El liberalismo y la idea de reformas graduales, que en su día encarnó con éxito la izquierda liberal, están hoy en día desacreditados. En su lugar, se ha impuesto una amplia aceptación en torno a un nacionalismo burdo que se manifiesta en actitudes hostiles hacia las grandes empresas y en un racismo contrario a la inmigración en Estados Unidos y Europa; estos movimientos están a favor de un retorno a los sombríos años del fascismo de la década de 1930, una evolución que finalmente desembocó en una devastadora guerra mundial. Para enfrentar esto, la verdadera izquierda debe partir de la premisa de que el sistema capitalista que domina hoy en día a nivel mundial se encuentra en una crisis irreversible.

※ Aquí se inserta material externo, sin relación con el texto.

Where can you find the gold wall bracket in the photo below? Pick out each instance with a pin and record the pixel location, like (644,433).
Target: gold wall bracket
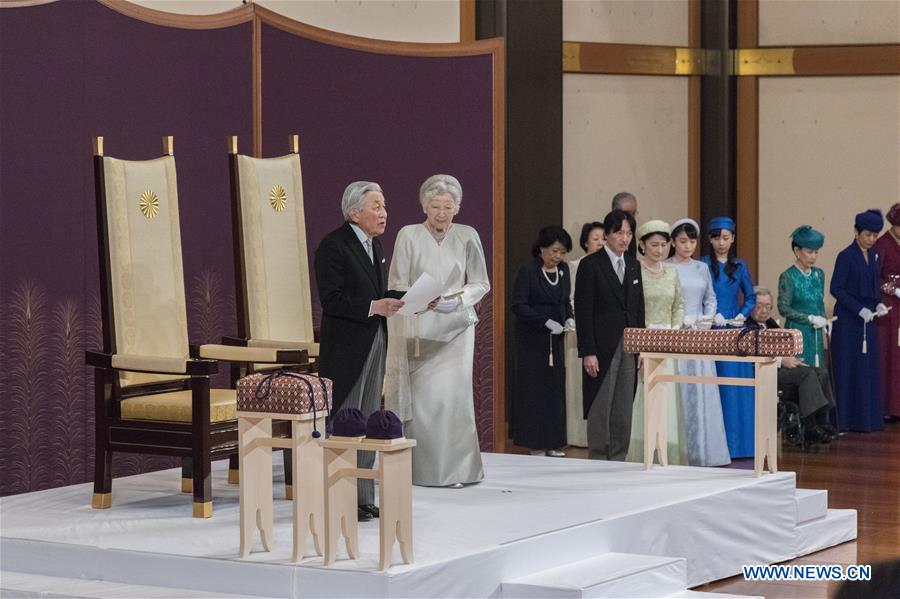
(763,61)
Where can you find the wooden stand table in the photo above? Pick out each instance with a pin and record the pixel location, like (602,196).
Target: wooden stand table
(255,443)
(764,381)
(394,474)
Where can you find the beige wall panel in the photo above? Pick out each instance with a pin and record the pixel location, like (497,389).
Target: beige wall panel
(823,22)
(395,20)
(829,147)
(623,133)
(658,22)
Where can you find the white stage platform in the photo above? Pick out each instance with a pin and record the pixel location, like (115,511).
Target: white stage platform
(543,526)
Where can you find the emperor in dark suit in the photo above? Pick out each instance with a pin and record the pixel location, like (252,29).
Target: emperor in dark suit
(609,297)
(351,275)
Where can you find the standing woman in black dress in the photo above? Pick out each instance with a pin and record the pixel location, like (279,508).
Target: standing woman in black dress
(543,313)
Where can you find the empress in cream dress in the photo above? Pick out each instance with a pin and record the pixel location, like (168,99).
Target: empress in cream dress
(428,378)
(664,309)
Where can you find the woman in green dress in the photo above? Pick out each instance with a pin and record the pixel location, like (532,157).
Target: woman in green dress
(664,309)
(801,294)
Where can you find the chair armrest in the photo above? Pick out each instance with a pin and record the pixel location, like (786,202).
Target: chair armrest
(151,364)
(262,355)
(310,346)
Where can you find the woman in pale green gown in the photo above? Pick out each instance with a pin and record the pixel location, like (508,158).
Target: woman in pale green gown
(664,309)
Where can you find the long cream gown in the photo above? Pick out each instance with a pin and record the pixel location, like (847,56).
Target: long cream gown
(428,380)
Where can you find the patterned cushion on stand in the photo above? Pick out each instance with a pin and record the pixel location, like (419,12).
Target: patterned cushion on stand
(283,392)
(720,342)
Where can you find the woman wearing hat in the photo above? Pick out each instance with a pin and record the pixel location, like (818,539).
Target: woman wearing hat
(731,281)
(543,312)
(663,309)
(592,239)
(801,294)
(856,285)
(888,248)
(701,405)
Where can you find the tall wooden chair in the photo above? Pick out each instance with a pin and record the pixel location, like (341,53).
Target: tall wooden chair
(274,302)
(152,390)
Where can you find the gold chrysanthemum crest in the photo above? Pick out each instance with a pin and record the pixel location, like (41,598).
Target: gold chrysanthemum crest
(149,203)
(278,198)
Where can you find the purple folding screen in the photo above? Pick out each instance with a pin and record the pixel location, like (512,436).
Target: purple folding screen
(73,70)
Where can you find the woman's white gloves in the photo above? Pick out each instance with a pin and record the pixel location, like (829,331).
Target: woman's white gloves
(818,322)
(448,305)
(555,327)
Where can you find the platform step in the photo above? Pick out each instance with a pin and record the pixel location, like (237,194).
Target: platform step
(608,575)
(702,595)
(18,585)
(811,504)
(836,527)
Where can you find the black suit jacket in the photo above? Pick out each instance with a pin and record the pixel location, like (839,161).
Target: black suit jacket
(603,309)
(348,282)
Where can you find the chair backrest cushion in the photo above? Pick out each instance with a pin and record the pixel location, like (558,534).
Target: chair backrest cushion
(146,272)
(276,285)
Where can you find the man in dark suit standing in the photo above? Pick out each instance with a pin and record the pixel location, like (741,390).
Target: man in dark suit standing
(352,276)
(609,296)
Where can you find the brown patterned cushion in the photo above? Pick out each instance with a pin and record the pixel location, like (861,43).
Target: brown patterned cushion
(720,342)
(283,392)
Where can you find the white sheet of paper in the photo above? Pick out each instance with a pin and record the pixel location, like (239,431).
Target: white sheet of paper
(420,295)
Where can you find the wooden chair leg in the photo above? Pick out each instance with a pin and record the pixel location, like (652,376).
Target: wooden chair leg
(309,502)
(288,474)
(233,466)
(200,453)
(255,468)
(102,497)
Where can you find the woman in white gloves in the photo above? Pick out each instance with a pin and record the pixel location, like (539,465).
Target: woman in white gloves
(801,294)
(428,379)
(856,285)
(543,312)
(701,406)
(663,309)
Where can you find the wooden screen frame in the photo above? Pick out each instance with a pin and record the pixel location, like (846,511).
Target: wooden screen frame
(258,15)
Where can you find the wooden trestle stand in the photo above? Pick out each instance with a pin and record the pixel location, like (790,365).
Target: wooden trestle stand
(394,473)
(764,381)
(255,453)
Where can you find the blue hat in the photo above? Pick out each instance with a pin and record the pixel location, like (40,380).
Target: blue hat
(870,220)
(722,222)
(807,237)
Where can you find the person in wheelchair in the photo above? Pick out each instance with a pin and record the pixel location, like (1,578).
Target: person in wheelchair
(810,384)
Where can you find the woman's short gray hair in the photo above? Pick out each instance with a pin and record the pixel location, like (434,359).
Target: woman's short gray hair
(436,185)
(354,194)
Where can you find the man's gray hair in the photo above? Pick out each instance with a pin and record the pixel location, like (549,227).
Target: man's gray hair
(436,185)
(620,198)
(354,195)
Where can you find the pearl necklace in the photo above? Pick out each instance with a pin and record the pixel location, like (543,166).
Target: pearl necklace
(554,283)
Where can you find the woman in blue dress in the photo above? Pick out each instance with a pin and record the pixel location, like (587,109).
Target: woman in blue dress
(731,282)
(702,408)
(855,285)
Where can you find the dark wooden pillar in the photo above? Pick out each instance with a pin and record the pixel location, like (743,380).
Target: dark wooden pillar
(533,33)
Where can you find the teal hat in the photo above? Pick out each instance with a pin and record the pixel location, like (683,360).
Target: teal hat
(722,222)
(807,237)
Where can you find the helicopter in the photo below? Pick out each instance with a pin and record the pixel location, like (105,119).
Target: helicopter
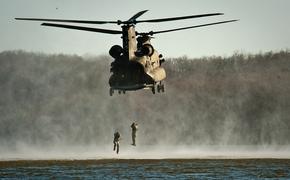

No creo que los BRICS puedan constituir una fuerza contraria decisiva al imperialismo liderado por Estados Unidos y su cada vez más ambiciosa alianza con la OTAN. Desde el punto de vista económico, los BRICS no son más que una agrupación informal en la que China es la potencia económica dominante. El atractivo financiero de los BRICS sigue siendo escaso en comparación con las instituciones del capital occidental. Políticamente, los líderes de los países BRICS persiguen intereses e ideologías muy diferentes. Rusia es una autocracia clientelista; Irán está dominado por una élite religiosa islamista; China, a pesar de su enorme éxito económico, es un Estado unipartidista; la India está gobernada por un partido hindú nacionalista, anteriormente fascista, que reprime cualquier tipo de oposición. Estos gobiernos no defienden ni el internacionalismo ni la democracia obrera. Dentro de estos países, por utilizar tu propia expresión, no hay margen de maniobra. Lo que se necesitaría, más bien, sería el derrocamiento de estos regímenes por parte de los movimientos obreros para establecer verdaderas democracias socialistas capaces de impulsar el cambio internacional.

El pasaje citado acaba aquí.